I recently finished Andre Comte-Sponville‘s The Little Book of Atheist Spirituality.
This book came out last year and it is now out in paperback. If you haven’t read it yet, it’s definitely worth picking up a copy. I finished it over the course of a few lunches and found it to be inspiring and enjoyable.
As a rule, I rarely write anything in books. (Somehow, I feel like I’m defacing the book if I write anything in the margins.) However, reading through this essay, I was underlining/highlighting all over the place and picked up useful conversation topics every page or two.
Several parts of the book stood out to me.
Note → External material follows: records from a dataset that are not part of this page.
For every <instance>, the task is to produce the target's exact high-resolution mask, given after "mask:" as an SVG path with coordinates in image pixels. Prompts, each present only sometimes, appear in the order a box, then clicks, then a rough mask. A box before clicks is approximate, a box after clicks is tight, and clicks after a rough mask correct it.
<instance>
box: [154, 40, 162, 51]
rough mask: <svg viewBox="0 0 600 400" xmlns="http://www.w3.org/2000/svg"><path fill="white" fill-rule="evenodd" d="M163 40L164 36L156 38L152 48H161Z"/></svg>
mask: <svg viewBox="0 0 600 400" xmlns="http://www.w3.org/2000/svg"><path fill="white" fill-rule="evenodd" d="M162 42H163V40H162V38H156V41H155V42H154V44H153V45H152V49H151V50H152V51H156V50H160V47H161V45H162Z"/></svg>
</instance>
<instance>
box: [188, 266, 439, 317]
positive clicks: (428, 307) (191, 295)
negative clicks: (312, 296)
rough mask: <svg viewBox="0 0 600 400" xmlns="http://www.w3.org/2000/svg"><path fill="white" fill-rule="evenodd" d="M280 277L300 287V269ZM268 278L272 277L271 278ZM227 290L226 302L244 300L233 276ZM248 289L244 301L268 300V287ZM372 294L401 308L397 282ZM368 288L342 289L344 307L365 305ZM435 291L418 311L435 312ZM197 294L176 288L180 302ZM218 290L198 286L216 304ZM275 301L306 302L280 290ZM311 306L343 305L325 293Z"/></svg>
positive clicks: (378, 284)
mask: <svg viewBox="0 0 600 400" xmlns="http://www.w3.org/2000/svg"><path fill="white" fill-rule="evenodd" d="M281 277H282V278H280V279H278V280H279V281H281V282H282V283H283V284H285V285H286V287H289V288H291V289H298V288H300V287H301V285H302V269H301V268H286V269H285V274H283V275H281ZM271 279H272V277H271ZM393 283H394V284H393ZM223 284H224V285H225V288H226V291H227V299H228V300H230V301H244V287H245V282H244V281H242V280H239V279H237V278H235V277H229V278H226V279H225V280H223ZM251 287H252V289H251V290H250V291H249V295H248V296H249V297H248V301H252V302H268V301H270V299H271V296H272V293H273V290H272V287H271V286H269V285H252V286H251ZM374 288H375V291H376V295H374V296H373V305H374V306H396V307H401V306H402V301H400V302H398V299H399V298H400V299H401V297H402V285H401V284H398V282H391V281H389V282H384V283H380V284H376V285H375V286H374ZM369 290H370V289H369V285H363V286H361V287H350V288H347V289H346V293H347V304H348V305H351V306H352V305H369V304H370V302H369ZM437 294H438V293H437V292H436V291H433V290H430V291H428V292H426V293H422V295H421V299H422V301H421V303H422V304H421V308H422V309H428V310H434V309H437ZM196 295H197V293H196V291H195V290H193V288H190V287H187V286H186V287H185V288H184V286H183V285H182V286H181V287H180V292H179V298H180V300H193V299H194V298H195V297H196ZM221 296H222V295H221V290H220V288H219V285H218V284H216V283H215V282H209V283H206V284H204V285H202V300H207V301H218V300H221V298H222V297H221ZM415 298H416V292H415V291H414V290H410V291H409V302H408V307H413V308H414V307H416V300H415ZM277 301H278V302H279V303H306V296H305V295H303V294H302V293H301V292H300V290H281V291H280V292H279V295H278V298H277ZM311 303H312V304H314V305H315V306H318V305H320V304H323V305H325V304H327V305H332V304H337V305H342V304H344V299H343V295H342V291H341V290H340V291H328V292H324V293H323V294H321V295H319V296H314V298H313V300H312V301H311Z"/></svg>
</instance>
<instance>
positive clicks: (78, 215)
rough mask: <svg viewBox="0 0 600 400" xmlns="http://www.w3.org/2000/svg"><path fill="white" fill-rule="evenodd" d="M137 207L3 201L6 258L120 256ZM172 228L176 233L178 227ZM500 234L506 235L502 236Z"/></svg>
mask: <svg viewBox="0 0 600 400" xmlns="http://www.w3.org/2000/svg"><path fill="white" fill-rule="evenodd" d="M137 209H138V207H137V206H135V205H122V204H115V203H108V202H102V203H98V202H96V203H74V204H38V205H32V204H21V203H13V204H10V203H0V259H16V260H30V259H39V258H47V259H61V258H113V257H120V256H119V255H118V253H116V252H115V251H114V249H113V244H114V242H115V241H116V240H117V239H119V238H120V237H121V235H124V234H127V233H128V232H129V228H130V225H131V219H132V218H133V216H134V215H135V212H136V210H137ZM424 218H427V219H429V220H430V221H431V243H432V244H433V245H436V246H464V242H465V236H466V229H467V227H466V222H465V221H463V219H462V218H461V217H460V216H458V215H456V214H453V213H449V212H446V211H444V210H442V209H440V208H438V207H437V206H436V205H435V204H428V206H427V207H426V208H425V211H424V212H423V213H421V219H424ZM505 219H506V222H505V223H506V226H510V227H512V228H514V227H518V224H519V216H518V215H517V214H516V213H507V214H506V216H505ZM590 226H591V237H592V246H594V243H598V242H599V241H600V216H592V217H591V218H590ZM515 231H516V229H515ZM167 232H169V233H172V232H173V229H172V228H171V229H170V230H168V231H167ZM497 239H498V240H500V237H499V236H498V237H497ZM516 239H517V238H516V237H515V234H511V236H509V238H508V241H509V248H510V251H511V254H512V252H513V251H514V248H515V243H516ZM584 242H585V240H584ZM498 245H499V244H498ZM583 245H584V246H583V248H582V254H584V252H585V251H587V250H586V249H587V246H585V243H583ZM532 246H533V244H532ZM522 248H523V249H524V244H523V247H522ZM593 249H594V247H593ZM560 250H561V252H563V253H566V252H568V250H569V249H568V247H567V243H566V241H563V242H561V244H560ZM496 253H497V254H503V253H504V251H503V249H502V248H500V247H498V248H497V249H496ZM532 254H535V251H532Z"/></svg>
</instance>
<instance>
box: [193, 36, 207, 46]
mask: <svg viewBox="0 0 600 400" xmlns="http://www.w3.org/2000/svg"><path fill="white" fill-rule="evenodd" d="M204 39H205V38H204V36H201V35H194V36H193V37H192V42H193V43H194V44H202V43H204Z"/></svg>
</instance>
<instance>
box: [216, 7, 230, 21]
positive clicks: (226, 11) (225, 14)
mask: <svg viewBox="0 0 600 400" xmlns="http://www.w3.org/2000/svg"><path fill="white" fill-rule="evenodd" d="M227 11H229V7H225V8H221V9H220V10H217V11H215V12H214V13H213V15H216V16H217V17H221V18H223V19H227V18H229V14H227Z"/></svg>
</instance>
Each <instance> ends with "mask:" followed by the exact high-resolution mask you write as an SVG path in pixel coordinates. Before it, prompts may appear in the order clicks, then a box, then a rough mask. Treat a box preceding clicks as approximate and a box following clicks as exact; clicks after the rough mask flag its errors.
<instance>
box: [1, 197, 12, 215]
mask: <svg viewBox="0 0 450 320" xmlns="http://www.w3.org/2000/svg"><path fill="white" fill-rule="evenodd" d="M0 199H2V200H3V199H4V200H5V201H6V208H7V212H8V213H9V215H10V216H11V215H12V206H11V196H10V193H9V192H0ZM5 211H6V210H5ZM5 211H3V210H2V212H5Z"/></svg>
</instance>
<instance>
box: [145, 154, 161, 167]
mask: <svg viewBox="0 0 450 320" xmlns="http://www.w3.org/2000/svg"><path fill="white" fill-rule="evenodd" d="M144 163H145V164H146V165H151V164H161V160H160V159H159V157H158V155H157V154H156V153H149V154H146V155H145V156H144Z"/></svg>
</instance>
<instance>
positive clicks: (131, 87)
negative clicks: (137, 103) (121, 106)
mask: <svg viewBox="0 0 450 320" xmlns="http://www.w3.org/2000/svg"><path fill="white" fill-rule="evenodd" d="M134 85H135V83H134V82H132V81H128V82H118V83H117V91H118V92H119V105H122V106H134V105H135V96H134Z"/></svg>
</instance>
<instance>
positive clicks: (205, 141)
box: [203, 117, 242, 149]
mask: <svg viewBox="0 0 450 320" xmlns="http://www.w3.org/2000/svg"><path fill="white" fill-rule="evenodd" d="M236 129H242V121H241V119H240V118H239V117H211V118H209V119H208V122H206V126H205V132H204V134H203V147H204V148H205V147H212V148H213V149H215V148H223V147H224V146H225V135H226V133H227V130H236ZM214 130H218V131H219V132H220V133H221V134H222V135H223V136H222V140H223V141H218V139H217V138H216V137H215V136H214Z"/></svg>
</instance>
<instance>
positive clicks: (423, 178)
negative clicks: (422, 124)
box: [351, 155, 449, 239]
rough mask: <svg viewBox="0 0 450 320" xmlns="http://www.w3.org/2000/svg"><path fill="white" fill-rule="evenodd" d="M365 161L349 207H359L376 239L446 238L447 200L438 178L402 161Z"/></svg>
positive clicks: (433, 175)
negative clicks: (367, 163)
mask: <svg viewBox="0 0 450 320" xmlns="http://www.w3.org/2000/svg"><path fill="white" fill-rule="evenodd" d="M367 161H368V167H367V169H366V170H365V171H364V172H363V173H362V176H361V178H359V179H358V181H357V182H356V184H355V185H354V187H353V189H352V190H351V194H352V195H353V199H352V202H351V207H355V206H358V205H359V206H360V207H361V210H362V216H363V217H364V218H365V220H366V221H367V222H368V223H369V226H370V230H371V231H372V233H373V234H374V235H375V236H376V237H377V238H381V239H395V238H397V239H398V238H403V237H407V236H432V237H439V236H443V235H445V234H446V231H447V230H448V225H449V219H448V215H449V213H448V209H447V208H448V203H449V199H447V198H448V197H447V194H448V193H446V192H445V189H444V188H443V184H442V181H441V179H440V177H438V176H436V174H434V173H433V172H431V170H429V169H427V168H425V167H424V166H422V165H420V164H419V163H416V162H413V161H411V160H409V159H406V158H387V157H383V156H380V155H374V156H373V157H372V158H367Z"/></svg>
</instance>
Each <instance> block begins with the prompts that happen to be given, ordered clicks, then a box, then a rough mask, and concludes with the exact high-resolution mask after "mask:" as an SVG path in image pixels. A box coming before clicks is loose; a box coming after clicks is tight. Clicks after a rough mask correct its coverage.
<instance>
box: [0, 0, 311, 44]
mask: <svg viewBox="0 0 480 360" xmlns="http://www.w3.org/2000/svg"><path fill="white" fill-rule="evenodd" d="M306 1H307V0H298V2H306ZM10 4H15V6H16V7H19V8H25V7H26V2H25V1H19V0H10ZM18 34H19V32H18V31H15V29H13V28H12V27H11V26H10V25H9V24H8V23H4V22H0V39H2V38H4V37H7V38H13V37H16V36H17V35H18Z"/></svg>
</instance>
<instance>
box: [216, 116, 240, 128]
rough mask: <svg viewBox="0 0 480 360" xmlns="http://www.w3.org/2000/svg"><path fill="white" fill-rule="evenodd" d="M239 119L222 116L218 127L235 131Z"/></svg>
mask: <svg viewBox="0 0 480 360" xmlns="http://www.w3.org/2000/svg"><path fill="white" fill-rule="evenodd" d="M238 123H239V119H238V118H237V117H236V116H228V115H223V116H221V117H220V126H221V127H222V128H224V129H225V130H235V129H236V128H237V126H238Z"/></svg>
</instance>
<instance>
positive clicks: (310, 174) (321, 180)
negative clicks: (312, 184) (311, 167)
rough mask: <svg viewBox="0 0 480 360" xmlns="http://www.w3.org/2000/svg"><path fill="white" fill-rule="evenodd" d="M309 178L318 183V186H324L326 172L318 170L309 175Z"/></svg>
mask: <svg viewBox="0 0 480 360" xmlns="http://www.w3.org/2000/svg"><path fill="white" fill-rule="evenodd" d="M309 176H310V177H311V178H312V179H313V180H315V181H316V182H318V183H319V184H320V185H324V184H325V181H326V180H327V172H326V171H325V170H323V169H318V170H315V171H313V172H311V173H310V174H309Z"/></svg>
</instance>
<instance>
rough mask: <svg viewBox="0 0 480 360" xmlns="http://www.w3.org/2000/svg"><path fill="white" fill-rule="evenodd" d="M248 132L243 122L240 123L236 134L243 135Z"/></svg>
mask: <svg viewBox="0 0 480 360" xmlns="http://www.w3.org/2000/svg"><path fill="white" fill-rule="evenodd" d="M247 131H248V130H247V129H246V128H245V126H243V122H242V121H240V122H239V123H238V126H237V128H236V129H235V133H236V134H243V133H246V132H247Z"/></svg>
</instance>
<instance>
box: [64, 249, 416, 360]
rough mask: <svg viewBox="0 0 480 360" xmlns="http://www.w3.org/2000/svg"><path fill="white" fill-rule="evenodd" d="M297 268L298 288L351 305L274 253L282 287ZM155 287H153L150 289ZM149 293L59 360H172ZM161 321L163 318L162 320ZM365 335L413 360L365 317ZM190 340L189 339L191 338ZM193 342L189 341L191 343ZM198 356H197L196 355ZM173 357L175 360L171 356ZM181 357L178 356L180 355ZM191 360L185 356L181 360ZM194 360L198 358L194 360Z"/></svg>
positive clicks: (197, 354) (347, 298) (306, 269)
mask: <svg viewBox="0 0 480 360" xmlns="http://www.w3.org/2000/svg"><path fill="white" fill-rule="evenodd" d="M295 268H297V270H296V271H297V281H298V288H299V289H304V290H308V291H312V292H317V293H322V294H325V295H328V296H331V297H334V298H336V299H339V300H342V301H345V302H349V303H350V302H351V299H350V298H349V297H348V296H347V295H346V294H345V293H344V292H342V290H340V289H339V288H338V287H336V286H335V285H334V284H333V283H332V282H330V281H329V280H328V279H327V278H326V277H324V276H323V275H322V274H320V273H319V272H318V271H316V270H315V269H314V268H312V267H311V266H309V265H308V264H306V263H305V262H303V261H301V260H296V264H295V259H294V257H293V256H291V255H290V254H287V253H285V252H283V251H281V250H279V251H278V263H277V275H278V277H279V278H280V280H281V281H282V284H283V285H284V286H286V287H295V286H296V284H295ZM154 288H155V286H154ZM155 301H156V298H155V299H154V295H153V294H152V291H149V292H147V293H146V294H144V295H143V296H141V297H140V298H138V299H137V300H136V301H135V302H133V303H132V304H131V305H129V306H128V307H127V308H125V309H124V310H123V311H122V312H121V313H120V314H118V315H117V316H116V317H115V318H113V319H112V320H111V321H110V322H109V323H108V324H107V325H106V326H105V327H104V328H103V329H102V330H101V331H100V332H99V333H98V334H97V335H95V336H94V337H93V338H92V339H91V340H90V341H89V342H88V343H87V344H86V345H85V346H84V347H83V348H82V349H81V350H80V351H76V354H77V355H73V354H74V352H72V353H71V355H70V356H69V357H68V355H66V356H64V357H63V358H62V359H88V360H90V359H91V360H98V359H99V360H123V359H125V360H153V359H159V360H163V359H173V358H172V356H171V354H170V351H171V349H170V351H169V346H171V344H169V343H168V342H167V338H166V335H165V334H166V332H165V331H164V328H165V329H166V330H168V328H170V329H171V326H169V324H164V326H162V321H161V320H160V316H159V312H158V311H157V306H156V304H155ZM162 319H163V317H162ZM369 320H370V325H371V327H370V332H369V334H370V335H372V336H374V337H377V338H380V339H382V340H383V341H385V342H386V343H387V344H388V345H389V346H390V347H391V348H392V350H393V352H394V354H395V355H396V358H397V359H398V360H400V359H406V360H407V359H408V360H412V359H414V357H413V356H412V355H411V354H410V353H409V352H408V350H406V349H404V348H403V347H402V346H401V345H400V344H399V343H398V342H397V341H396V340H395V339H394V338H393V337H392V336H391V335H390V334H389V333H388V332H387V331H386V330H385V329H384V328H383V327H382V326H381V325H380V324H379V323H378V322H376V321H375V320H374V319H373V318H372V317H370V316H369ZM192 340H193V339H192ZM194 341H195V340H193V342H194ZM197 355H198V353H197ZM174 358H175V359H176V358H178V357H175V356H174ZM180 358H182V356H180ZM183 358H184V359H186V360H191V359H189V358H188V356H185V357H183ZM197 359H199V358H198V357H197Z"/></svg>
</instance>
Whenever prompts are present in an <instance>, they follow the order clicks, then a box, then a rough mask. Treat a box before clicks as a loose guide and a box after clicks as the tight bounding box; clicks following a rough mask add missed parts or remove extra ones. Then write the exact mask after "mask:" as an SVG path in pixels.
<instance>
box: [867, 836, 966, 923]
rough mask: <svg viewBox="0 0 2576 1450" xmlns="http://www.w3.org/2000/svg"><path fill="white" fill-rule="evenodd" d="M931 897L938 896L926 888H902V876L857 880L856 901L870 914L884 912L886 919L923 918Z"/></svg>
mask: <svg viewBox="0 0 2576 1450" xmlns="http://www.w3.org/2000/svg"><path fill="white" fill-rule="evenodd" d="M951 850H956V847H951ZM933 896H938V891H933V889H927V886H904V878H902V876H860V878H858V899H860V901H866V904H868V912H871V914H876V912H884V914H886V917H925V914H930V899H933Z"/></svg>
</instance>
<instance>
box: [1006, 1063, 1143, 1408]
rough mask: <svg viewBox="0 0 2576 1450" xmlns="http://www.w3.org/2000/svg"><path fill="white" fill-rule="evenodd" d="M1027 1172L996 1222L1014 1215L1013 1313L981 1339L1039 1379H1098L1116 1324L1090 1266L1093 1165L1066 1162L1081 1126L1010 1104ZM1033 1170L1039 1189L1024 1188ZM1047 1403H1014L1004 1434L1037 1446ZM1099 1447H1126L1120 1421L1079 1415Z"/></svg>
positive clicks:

The author talks about how atheists try to make up for religious occasions they must let go of when losing their faith. Sometimes it works (atheist weddings, anyone?) — other times, we fail. Like when we hold atheist funerals:
… But where death is concerned? Technically, of course, it is possible for funerals to be a purely civil affair; burials and cremations per se do not require religion. A moment of silence and contemplation could suffice. Silence and tears could suffice. Yet it must be admitted that they rarely do; a nonreligious funeral almost always seems flat, artificial and impoverished — like a poor copy of the original…
(Did he just compare us to cheesy Christian media?)
There was this excellent (lack of) connection between religion and morality:
… A good deed is not good because God commanded me to do it (in which case it would have been good for Abraham to slit his son’s throat); on the contrary, it is because an action is good that it is possible to believe God commanded it. Rather than religion being the basis for morals, morals are now the basis for religion…
The optimism is the kind you never see in atheist books. Like in this description of why anyone should embrace Humanism — it’s not the “life of nothingness” some people make it out to be:
No one can deny that much about the human condition is appalling. But this is no reason to stop loving life — just the opposite! All trips end eventually. Is that any reason to renounce undertaking on and enjoying it? You only live once. Is that any reason to spoil the single life you do have?… it is a powerful reason to go on paying the utmost attention to life, peace, justice… and our children. Life is all the more precious for being rare and fragile. Justice and peace are all the more necessary, all the more urgent, because nothing can guarantee their ultimate victory. Humanity is all the more moving for being alone, courageous and loving…
What about that Humanism, anyway?
A religion of man? Definitely not. What a sorry god man would make! Humanism is not a religion; it is an ethics (which includes our responsibilities toward other animal species). Man is not our God; he is our neighbor. Humanity is not our church; it is our demand…
After making the case for atheism, the author moves on to talk about “atheist spirituality.”
It’s this section where the author gets overly-philosophical. It wasn’t my favorite part of the book, but in short, Comte-Sponville says there is an atheist spirituality that is independent from religion.
It’s not a dealbreaker, though.
The book is not anti-theist (the author even mentions how he wishes there was a God — alas, there’s no good reason to believe that) and, in many ways, it gives plenty of credit (perhaps too much) to religion for what it has done for the world.
It’s an easy-to-read book, filled with exuberant passages, that stands in stark contrast to other writings on the subject which rip down anything and everything connected to religion.
In case you’re interested, fellow blogger Ebonmuse also wrote a review of this book recently.
(This review was solicited by a publisher; however, the opinions expressed are my own.)